Sunday, June 3, 2012

Getting Healthy in June- Day 3

I was surprised that my body was not as sore today as yesterday. Maybe it was the Pilates. Or maybe my body just remembered this workout from the last time I did it. Either way, I am thankful. Yesterday was rough because all 3 of my kids at some point sat on my legs or pushed on my legs and it REALLY hurt. Glad that is behind me! I did level one of The 30 Day Shred and while I was doing it, remembered that I  much preferred level 2 and actually found it easier. So I will be switching to that tomorrow and see how that goes. I didn't do Yoga or Pilates today because I couldn't seem to fit it in, I will try to tomorrow. I like the relaxation it offers and I really do think it helps de-stress and help strengthen the muscles for the hardcore cardio that is 30 Day Shred.

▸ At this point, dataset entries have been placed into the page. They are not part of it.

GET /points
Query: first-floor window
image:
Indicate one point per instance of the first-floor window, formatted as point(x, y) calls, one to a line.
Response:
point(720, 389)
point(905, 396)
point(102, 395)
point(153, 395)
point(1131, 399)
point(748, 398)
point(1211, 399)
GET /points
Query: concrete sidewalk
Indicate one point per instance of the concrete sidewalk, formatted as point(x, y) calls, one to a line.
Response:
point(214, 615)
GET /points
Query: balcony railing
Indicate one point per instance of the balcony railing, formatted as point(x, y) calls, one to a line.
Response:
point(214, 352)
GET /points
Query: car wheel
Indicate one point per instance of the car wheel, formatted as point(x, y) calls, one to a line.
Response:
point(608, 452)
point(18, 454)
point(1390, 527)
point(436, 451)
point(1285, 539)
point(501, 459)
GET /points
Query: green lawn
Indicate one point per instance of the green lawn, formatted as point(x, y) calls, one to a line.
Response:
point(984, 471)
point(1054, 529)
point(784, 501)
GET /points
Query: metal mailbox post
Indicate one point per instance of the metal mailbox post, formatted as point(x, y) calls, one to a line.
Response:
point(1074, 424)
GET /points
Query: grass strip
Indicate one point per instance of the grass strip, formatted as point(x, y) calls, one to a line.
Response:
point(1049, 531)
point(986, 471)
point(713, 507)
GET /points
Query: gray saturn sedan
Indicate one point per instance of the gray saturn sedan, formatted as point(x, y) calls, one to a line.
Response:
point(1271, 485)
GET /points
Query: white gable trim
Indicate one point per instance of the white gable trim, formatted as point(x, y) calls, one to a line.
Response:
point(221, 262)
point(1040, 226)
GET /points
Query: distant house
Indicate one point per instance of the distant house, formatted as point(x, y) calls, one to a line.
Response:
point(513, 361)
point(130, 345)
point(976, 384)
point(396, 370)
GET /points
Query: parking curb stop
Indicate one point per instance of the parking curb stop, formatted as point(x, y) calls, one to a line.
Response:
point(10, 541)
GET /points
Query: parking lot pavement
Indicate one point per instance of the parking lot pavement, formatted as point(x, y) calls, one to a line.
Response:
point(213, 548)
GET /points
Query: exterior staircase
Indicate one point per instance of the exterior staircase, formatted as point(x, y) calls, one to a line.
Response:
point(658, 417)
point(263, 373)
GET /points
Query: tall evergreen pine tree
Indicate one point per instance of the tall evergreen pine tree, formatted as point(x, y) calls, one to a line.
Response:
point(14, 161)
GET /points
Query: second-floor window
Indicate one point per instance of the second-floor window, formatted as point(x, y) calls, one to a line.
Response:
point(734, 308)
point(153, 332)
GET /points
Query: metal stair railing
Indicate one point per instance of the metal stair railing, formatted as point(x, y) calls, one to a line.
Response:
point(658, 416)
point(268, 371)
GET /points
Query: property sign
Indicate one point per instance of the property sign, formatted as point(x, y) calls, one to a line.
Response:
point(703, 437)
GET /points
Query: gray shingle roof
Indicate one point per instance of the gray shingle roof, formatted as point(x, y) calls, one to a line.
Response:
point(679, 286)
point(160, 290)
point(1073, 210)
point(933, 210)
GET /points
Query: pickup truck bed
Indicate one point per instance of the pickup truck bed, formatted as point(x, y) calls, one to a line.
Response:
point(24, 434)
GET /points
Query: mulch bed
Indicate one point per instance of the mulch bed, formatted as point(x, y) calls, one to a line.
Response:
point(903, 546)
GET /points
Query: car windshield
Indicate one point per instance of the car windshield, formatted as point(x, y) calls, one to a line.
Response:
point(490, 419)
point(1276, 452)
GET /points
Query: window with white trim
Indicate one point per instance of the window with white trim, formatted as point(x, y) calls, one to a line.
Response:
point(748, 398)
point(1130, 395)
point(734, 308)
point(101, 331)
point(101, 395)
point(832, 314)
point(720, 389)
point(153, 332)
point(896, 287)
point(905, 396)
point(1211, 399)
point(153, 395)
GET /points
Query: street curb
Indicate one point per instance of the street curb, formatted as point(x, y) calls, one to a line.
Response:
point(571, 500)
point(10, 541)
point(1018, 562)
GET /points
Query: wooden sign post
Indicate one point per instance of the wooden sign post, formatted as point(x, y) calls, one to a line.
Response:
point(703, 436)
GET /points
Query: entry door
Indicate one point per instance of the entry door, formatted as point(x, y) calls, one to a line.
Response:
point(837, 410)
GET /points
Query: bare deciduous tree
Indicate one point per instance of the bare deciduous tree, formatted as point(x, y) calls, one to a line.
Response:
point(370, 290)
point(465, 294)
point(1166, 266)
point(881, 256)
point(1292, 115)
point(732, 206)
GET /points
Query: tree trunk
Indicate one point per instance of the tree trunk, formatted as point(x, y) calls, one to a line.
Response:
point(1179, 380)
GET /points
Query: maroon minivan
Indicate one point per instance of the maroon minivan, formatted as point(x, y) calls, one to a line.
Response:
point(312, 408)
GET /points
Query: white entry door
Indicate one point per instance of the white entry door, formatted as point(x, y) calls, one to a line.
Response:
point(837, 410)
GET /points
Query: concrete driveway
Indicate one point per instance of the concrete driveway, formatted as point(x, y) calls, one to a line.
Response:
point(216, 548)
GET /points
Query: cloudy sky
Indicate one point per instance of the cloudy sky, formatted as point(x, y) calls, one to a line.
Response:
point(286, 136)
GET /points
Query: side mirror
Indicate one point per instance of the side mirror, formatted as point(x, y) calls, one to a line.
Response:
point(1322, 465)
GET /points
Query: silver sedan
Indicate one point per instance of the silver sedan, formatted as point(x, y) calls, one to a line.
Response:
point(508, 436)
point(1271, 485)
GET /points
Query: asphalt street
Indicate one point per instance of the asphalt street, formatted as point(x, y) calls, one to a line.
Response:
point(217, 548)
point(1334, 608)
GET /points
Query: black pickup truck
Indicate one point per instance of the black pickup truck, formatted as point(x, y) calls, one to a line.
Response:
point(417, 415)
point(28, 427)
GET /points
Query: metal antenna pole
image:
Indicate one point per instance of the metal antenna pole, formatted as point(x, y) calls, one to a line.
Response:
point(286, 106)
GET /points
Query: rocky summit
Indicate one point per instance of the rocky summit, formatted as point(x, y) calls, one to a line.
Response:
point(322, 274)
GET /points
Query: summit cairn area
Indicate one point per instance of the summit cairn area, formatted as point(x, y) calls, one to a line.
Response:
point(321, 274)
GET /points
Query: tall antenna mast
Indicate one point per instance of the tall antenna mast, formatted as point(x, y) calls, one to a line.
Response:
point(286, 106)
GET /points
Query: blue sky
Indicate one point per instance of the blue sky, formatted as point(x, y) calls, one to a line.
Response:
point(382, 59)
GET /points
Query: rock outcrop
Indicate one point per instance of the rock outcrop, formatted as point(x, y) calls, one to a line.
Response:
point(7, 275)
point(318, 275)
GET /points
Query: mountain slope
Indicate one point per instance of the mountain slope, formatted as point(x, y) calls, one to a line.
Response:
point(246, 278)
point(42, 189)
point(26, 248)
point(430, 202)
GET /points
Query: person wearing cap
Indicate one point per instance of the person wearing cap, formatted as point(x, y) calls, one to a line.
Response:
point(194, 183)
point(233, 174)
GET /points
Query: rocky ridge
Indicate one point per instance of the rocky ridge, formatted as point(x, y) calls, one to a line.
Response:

As far as the eating goes, I stayed within my limits today again, but barely. I am going to have to cut back on snacking or pick better snacks. I went to the grocery store today and plan to make a homemade trail mix to snack on. Fruit also makes a great snack, so I will aim to do that as well. I had chia seeds in my breakfast and I am telling you, they are a GREAT source of fiber AND omega 3 and I think I read somewhere that they contain more antioxidants than blueberries or red wine or something like that. I am a fan. They are pretty tasteless, so I am going to start adding them to at least one meal a day. They are pricey though, that is the only downfall, but really, so are man made fiber supplements, so at least this is from a plant, no extra ingredients. I made a vegetarian taco salad for dinner that was good, but the kids didn't seem to like it. This will take some getting used to for them, I think. They are still eating, just picking at some of the main food.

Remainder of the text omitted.